Now, Binay courts telecommunications magnate Manuel V. Pangilinan to sign on as vice-presidential candidate in 2016. That’d be hilarious, if it did not insult. Why not MVP for president? Or choose a woman like Corazon Aquino—say Sen. Grace Poe?

Today, is Osmeña Sr. just an image on the P50 bill? “The memories of men are too frail a thread to hang history from.” Eight out of 10 students barely recall former senator Benigno Aquino Jr. or why he was shot dead, surveys show.

“We have little collective memory of the past,” Bienvenido Nebres, SJ, then president of Ateneo University, told a “Legacies of the Marcos Dictatorship” conference. “We tend to live in a perpetual present. Thus, we cannot see well into the future.”

“We forget at the cost of betrayal. Amnesia over past crimes reflects a weak sense of the nation and of the common good,” sociologist John Carroll wrote in “A Nation in Denial.” He added: “Unless [the country reaffirms] those values, it may be condemned to forever wander in valueless power plays among the elite.”

“Remembering with undiminished intensity over time does not make us curators of our ancestors’ grievances.” Instead, it buttresses against corrosive national amnesia.

Osmeña Sr. was bar topnotcher, journalist, governor, speaker of the National Assembly, senator, then vice president. He played key roles in major issues like the Tydings-McDuffie Act on independence.

One of his finest moments came in World War II’s government-in-Washington exile. The 1935 Constitution  mandated that the term of the then TB-wracked President Manuel Quezon would end on Dec. 30, 1943. Quezon dug in at this constitutional crossroads. “A local issue,” said US President Franklin Roosevelt, steering clear of it.
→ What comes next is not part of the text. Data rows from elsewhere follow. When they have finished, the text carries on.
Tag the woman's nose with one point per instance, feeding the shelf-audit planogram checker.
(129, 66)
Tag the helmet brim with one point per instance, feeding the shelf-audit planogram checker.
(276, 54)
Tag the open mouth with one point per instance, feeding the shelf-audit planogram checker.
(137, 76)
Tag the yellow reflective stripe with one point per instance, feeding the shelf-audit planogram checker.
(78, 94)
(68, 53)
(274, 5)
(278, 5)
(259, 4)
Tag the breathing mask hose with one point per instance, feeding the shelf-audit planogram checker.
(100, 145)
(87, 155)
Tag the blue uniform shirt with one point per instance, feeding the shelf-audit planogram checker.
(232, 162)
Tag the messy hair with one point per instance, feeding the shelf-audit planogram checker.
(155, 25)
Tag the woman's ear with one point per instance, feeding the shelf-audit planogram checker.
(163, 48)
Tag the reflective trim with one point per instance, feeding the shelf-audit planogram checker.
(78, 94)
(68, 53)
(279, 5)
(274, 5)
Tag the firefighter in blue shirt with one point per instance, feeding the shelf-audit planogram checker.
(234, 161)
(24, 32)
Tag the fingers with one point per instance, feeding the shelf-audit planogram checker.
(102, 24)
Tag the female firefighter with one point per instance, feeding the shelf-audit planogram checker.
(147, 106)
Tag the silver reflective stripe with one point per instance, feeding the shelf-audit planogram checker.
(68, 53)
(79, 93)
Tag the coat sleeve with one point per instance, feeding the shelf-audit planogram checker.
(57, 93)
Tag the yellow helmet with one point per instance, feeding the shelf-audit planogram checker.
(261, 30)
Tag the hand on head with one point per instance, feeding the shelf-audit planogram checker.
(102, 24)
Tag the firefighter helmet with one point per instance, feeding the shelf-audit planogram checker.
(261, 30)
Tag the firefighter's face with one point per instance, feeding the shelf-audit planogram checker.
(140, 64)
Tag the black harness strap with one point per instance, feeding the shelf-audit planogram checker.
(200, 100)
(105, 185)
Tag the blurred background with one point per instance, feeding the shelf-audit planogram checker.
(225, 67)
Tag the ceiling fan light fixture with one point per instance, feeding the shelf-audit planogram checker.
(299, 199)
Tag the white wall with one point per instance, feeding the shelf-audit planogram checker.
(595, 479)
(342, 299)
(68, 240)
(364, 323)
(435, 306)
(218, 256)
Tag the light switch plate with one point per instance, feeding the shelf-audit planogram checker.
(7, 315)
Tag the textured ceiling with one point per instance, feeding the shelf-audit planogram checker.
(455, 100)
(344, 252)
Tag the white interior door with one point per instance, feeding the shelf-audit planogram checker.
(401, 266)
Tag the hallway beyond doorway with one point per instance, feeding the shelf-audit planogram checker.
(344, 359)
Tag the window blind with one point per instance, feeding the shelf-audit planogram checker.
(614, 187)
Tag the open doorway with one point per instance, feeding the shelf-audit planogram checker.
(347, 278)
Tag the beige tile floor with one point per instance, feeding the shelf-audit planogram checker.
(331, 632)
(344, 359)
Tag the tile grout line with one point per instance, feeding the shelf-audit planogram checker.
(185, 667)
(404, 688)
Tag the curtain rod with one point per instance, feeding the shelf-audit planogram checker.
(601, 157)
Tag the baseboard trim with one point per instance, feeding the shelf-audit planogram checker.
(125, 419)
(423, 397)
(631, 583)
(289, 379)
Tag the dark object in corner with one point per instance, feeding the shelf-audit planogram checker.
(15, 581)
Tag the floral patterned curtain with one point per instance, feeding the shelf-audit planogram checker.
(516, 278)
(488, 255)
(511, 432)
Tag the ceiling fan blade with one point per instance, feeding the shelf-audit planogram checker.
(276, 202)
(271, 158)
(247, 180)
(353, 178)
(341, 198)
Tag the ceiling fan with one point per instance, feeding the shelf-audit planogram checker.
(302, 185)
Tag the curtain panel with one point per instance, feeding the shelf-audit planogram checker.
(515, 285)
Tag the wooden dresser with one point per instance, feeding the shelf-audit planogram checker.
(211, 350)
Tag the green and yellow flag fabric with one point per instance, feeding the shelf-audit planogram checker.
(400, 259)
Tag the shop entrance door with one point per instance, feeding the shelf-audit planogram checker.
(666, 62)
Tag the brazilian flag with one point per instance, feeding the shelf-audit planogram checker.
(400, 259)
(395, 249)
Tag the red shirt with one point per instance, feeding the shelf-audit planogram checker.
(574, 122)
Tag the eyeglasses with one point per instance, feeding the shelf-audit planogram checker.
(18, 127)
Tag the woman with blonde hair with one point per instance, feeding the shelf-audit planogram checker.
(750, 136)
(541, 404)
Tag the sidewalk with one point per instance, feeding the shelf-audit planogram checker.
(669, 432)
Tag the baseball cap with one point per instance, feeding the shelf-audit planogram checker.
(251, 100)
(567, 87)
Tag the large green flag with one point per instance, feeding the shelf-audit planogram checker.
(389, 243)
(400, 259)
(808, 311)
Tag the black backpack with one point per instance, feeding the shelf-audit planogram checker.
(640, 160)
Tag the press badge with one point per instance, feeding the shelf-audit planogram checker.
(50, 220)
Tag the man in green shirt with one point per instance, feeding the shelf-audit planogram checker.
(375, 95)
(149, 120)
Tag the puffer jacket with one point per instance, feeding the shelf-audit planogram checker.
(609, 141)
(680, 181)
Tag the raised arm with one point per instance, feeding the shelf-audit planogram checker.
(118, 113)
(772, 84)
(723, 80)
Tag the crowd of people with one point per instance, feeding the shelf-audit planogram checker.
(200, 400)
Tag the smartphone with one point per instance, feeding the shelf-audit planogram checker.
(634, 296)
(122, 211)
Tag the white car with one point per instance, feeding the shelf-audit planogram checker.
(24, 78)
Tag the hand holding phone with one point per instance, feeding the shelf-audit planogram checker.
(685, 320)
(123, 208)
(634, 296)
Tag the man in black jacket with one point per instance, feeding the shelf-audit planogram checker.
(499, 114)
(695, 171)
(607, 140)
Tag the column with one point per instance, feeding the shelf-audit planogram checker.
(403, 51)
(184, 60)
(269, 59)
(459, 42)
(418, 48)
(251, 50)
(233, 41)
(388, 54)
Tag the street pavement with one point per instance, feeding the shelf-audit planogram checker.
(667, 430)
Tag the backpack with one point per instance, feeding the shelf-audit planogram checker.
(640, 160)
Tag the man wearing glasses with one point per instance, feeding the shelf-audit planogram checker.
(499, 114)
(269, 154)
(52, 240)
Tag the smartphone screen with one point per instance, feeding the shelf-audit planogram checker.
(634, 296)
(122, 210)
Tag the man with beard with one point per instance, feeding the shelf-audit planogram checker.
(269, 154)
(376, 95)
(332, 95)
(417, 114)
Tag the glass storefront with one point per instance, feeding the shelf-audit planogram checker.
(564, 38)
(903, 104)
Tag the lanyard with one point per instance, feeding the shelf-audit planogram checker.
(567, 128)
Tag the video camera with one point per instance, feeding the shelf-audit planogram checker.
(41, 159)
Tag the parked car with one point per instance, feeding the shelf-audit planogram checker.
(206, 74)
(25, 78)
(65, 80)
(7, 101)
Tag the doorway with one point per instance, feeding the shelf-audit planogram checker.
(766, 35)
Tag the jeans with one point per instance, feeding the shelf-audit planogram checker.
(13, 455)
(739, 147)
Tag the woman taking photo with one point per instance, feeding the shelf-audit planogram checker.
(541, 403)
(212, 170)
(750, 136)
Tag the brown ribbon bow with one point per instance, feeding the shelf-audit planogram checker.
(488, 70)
It was Osmeña Sr. who cobbled a way out—at his expense. Ask the US Congress to suspend the presidential succession until after the Japanese occupation had ended. Congress agreed on Nov. 10.

“Of his  great services, none surpassed voluntary relinquency of the presidency,” former Free Press editor Frederic Marquardt wrote. “That office was the goal of his political life. [Yet] he gave [it] up… and signed away his right…

“All he had to do was remain silent and the mantle of power would have fallen to him. He gave up what was rightfully his, in the interest of unity during time of war.”

On Oct. 20, 1944: Osmeña Sr. waded ashore with Gen. Douglas MacArthur at Red Beach in Palo, Leyte. With him were Generals Carlos P. Romulo and Basilio Valdes, and other key officers. He went on to restore the Commonwealth government.

In 1946, Osmeña Sr. refused to campaign for reelection. Filipinos knew his record, he said. Like Winston Churchill he misread our fickleness as voters. Manuel Roxas won.

Without rancor, Osmeña Sr. retired in Cebu. Late afternoons, he would  take long walks without bodyguards, seeking no recognition. He died at 83.

“Civil authority is not personal but public,” historian Horacio de la Costa, SJ, wrote. “It belongs to no one either by right of birth or by virtue of some real or imagined excellence over other men, whether it be wealth, intelligence or power.

“It belongs to the people, who may entrust it to whomsoever they freely choose. Neither does it endow the man to whom it is entrusted with any special gift of impeccability or infallibility. He may not claim thereby ‘the divinity that doth hedge a king.’

“His is a burden, not a privilege. He must spend himself in the public interests as though they were his own. Yet he may not derive any personal profit from his position. He is held accountable always for the authority he holds in trust.

“When his mandate is revoked, he must be willing to relinquish that authority and return, a private citizen, to the ranks from which he came. Let him not expect any reward but the consciousness of having done his duty and served his people and his God.

“Often he will get no reward but this. Nay, he may find in the end his name vilified, his motive misrepresented, his deeds misjudged. Austere are the laurels of the republic.”